# Zalman CNPS 9500 LED



## Steven B (Oct 14, 2005)

Under-hyped or Overrated? The Zalman CNPS 9500 LED is Zalman's newest addition to their top of the line air coolers. This full-copper heatsink comes with a fan controller so you can optimize for performance or fan noise. In our testing it even beats a watercooling kit and proves that it is well worth your money. Watch as we put it to the test on the Pentium 4 Prescott 561 at 180 Watt TDP.

*Show full review*


----------



## XooM (Oct 17, 2005)

It's a shame you didn't compare it to the TT BT, it's only real competition...
The watercooling it was compared to is a shame to true watercooling. It's right down there with the TT bigwater. At least you added "...because water cooling which is even more expensive will give you about 5-10°C cooler than the CNPS 9500LED and cost you around $200."
Really should've compared it to the TT Big Typhoon though, especially because it's cheaper and I've heard here and there that it's better.


----------



## Steven B (Oct 17, 2005)

well first off, i dont have one, and if i did i wouldve compared it. Second the typhoon is much louder where the 9500 is much quieter. Ifyou have a  typhoon ill compare em 

Also the r80 is in the same price range as the 9500, thats y it was compared.


----------



## djbbenn (Oct 18, 2005)

Nice review.  Pretty beasty cooler, but with a price.

-Dan


----------



## XooM (Oct 18, 2005)

Steven B said:
			
		

> well first off, i dont have one, and if i did i wouldve compared it. Second the typhoon is much louder where the 9500 is much quieter. Ifyou have a  typhoon ill compare em
> 
> Also the r80 is in the same price range as the 9500, thats y it was compared.
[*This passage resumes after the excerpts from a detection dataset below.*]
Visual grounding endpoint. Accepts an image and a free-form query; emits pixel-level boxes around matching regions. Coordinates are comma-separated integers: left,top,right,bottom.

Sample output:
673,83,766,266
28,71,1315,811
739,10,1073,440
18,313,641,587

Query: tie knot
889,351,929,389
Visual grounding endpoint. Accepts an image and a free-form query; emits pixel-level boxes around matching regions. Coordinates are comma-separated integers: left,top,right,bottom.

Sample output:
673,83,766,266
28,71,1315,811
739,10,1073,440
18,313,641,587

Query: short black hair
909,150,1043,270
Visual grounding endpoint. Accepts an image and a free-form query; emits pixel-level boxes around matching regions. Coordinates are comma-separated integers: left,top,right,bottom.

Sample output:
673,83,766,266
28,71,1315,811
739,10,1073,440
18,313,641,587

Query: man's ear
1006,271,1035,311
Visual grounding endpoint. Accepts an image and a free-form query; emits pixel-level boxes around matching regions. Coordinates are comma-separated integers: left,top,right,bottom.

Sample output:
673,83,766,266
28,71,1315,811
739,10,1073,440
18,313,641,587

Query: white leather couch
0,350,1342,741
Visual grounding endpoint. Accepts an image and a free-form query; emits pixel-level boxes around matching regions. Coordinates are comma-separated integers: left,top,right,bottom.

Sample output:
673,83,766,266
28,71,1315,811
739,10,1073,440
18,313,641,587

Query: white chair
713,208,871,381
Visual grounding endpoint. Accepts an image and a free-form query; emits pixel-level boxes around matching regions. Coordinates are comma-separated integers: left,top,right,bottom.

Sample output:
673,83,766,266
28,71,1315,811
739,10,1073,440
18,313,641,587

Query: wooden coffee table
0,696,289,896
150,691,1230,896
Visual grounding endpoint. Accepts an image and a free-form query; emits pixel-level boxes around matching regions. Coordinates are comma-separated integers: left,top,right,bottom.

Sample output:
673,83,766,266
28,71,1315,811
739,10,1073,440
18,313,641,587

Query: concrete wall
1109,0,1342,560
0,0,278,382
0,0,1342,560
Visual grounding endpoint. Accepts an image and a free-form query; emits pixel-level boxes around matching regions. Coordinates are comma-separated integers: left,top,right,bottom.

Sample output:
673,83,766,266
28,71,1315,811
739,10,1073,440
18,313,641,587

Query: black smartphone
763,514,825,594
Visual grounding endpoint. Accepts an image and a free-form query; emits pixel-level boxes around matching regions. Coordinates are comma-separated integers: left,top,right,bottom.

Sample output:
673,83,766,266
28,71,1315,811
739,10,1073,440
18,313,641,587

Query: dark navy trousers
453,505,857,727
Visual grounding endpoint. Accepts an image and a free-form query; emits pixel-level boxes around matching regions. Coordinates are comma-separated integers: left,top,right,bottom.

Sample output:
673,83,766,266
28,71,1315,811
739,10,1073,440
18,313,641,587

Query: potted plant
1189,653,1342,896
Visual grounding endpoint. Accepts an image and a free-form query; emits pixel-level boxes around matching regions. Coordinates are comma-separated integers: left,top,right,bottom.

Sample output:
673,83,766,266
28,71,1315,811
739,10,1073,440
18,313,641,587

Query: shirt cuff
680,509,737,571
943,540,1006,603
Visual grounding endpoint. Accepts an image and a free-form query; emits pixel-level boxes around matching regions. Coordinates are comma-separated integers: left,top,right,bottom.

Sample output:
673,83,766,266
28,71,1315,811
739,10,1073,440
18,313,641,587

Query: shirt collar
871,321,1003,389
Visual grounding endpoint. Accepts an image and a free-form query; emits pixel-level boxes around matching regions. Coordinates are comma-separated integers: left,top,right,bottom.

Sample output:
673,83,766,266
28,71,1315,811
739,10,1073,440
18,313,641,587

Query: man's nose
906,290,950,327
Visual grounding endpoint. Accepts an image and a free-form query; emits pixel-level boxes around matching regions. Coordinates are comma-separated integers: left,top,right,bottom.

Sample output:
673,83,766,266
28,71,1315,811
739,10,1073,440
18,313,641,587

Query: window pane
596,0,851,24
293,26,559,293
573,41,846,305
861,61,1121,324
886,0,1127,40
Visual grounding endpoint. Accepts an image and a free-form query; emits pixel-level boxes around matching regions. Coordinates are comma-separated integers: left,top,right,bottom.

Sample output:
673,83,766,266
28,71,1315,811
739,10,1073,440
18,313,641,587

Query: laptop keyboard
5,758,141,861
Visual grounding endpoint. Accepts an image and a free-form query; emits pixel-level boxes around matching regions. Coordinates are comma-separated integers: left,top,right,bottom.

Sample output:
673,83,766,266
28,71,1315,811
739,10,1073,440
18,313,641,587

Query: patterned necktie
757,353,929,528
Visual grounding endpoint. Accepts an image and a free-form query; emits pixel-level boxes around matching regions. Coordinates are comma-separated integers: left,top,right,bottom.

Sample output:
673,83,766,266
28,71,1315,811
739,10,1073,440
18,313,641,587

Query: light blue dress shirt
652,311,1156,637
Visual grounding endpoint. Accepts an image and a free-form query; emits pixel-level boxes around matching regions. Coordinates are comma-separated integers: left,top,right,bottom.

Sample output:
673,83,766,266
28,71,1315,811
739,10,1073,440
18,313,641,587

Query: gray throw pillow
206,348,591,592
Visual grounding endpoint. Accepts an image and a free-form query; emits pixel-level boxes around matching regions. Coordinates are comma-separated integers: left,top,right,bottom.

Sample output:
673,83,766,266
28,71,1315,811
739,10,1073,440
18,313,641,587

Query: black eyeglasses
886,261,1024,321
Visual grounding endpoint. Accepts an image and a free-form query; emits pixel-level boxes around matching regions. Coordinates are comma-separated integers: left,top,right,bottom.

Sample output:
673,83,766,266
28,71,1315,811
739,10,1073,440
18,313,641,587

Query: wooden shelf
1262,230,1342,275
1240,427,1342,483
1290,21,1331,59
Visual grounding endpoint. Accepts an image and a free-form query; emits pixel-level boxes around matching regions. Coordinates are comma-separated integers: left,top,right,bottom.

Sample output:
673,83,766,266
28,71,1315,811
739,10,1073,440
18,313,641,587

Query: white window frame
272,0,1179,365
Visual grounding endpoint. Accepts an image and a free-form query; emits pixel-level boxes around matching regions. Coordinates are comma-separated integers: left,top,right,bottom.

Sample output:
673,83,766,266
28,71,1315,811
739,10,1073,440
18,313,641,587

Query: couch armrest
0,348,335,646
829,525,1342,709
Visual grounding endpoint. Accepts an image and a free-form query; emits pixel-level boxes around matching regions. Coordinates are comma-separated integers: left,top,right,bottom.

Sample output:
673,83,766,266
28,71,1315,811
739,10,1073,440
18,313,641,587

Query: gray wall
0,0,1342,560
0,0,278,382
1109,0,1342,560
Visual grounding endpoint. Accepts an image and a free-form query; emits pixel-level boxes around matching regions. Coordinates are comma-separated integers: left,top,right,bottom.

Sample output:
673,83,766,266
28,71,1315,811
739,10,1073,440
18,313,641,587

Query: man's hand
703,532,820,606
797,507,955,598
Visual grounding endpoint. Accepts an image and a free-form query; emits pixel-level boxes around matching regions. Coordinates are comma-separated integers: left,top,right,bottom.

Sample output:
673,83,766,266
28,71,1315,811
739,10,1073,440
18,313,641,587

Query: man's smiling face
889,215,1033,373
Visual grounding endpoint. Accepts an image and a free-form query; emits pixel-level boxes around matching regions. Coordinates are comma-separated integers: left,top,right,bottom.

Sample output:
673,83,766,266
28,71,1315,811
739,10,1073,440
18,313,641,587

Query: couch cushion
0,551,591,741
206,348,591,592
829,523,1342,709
well, that'd be a good reason for not comparing it to the TT BT... request one from TT to review! 

good point on the R80, but a carefully spent 80 bucks could yield much better cooling 
heatercore: 10-20 bucks
MCW600x: 40-45 bucks
really really crappy pump (ie via aqua):10 bucks
delta fans from elec goldmine: 6 bucks
a few feet of crappy tubing: 2-5 bucks
OK OK, so worst-case thats 86 bucks, but still, thats close


----------



## Steven B (Oct 18, 2005)

well most likeley that heat core couldnt handle 180watts, that block is fine, but hte pump would eventually break or not have enough head. Maybe on ebay that would work!  My custom water i tried to get  all the cheapest parts and it ran me 120. Also air is easier.


----------



## XooM (Oct 18, 2005)

heatercores are insanely good, one of the best availible radiators; I'm running a fedco 2-302 (like many many other people), and they can comfortably handle OCed CPUs and GPUs. it cost me 22.50 total (including modding it, building a shroud, etc)
MCW600x blocks don't really need much flow, so a weak-arse pump would be adequate, provided it didn't break. Theres also some other crappy pumps (elec goldmine has a... curious one) that are DC
well durr air is easier 
but yes, if done with careful ebaying, it could definitely work. Personally, I just spent 300 bucks on watercooling, so yes, its very very expensive...


----------



## Steven B (Oct 18, 2005)

wow thats a lot, i spent under 600 for my phase change.


----------



## 1BadwannaB (Nov 27, 2005)

*I got mine*

I recentley purchased this very CPU cooler and experienced quiet....what? Yes almost perfect silence and 15-20 degrees cooler C°. I AM SATISFIED. To Zalman another outstanding product


----------



## Kr4nG (Dec 6, 2005)

that is a great review you did there. but i only have one question. will that fit on the asus a8v deluxe. with out takeing the mb out of the case? i really want to buy that cooler but i dont want to take my mb off. does anyone have that on a8v deluze? plz let me know


----------



## Steven B (Dec 6, 2005)

i dont think you need too, http://www.zalmanusa.com/ youll find a heatsink installation guide under the zalman CNPS 9500 LED page, i cant link the page though


----------



## bball_er (Jan 19, 2006)

*My temps - Help!*

Hi Steven.

Great review. Was very excited about this cooler due to all the reviews. I just installed it in my PC and am quite surprised by the temps - getting no where near what you reported!
idle 51C   (closed case)
load 68C  (hl2 running)
Ambient temp 31C 

I followed the installation directions to a "T" and even used AS5 for the paste (thin layer). I tried having the fan blow out to the back of the PC (default) and then to the top of the case (have an exhaust hole on top) but no success.  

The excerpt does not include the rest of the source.